And although it is the power of Jesus which has healed her, it is the woman herself who has taken the initiative. Her faith has led her to push her way through the crowd, to break the religious taboo, to touch Jesus. But it is Jesus who says she is healed and made whole.
All this takes place while Jesus is on his way to the house of Jairus, the leader of the synagogue. He is an important person, very much part of the community; yet he too has fallen at Jesus’ feet to ask for the healing of his daughter. But, while they are on the way, his daughter has died. And the people say, “don’t bother the rabbi any more”. Why would they say this? Perhaps their faith isn’t enough to imagine that Jesus could raise the dead. But perhaps also because the girl is now a dead body, and corpses were also ritually unclean. You wouldn’t ask a revered rabbi to enter a house where there was a dead body. The daughter of Jairus is now the other side of a ritual boundary of exclusion. 
But this does not matter to Jesus. He goes in and touches the dead girl, taking her by the hand. And once again the contagion of uncleanness is reversed: instead of Jesus being contaminated by the corpse, life and healing flow from him. The girl is raised to life.
We’re told that she is twelve years old. That was the age at which girls were deemed to be legally adults. The law of Moses, including all the ritual purity rules, applied from that age. It’s surely significant that it was just as this girl became subject to the purity laws, that she died. Just as the woman with the haemorrhage had been suffering the social death of an outcast for twelve years, because of the purity laws. 
The symbolism here is that these rules of inclusion and exclusion bring death. They stop people living and flourishing in the community of God’s people. And Jesus overcomes all that. Jesus crosses the boundaries that he shouldn’t cross, he touches and is touched by the excluded people. And they are made clean and whole and restored to society. 
Jesus overcomes the contagion of uncleanness with his own, more powerful, contagion of life and love. He draws people to him, cutting across the boundaries which were supposed to keep them away.
We need to ask where those boundaries are in our own day. Where are the barriers in our society that keep people from flourishing? We live in a prosperous city, by world standards, but there are many people on the margins. People like Joanne, a homeless woman I know who often sits on the streets around Euston. As the Olympics approach, her experience is that she and other homeless people are increasingly being stopped by police, arrested, moved on, driven out of the centre of the city. For some it seems that “cleaning up the streets” means more than scrubbing off graffiti and weeding the flower beds. 
This matters, because the Gospel is about the Kingdom of God in which all human beings are called to dwell together. It matters because Jesus still today crosses the boundaries that are meant to keep people out.
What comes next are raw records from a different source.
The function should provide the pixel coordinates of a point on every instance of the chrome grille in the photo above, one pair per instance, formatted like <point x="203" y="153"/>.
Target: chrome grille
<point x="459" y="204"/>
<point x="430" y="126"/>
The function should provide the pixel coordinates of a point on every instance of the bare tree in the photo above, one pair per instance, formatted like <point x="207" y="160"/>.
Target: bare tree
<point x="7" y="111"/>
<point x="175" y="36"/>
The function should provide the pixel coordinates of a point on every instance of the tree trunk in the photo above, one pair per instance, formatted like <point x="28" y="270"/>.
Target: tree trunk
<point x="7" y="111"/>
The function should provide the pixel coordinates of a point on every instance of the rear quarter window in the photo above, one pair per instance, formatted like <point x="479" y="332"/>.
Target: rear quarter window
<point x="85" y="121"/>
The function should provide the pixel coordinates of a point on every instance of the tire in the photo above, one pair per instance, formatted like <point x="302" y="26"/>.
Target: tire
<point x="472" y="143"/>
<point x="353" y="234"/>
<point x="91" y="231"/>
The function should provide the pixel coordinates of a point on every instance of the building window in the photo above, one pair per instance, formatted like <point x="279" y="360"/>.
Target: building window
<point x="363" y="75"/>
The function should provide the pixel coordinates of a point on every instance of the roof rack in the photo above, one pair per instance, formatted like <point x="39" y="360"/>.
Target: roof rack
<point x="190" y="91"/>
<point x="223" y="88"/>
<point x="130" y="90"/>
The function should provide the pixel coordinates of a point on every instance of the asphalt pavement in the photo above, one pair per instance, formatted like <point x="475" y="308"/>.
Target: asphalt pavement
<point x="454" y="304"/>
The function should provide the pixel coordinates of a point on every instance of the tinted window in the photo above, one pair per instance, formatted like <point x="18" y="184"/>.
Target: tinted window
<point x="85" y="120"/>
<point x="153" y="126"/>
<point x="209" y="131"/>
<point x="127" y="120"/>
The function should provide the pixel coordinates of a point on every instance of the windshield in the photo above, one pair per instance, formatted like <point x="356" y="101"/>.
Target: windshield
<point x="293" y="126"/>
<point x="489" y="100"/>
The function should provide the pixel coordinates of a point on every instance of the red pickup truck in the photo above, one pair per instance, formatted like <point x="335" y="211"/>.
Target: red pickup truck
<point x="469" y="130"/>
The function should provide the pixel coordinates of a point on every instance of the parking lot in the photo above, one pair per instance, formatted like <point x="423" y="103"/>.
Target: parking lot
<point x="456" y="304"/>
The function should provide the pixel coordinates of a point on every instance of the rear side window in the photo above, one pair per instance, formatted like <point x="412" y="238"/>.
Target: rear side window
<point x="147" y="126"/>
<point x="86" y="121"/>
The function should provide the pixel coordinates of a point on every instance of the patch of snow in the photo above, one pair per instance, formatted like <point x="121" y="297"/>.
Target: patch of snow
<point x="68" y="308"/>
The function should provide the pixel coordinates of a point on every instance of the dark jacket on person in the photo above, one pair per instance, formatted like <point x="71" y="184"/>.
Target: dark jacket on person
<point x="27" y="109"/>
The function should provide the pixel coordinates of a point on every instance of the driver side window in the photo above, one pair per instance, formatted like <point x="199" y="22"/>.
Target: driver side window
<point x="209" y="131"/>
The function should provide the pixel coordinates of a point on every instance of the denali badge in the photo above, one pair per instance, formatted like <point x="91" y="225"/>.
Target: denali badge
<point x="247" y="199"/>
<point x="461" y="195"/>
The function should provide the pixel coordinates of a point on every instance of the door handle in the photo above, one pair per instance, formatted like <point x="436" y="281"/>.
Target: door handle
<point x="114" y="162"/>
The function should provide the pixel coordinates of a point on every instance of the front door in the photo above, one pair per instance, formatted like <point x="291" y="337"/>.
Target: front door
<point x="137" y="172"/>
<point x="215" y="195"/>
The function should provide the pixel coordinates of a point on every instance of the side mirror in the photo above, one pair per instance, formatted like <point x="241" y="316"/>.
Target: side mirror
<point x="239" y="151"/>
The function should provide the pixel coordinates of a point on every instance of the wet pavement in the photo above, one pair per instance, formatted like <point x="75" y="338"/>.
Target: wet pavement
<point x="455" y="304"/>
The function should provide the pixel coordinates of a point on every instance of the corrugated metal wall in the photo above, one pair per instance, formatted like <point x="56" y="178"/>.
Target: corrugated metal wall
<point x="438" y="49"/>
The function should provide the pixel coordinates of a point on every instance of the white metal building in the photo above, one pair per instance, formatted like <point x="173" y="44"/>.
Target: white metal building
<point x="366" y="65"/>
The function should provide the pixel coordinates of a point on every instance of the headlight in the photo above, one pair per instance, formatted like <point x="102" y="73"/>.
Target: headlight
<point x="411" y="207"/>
We value this church building as a place of welcome, and many people indeed find it to be so, a place of prayer and sanctuary as well as a meeting space which is used by the wider community. But most of the people who live in the area are not with us for Mass today. Of course we don’t want to force people in against their will. But we do need to make sure that there are no invisible barriers keeping out people who want to come in.
What we do in church is culturally quite strange for most people today. Making responses, singing hymns, bowing and genuflecting, do not come naturally. And add to that all the subliminal expectations about how people are supposed to dress or behave when they come to church. We think these things are traditional but actually most of them are quite recent. I fear that many people don’t come because they simply assume that they wouldn’t belong. 
But the mission of Jesus is to draw everyone into God’s kingdom, and the church is the bearer of that mission. There is nobody who is “dirty”, unclean, outside, nobody who doesn’t belong. So we do need to take a critical look at what we do, both as a community in this city and as the community of the Church. We do need to ask whether what is comfortable for us is not a barrier for others.
We who were once far off have been welcomed by Jesus into the new life of his kingdom. And we cannot but welcome others, too.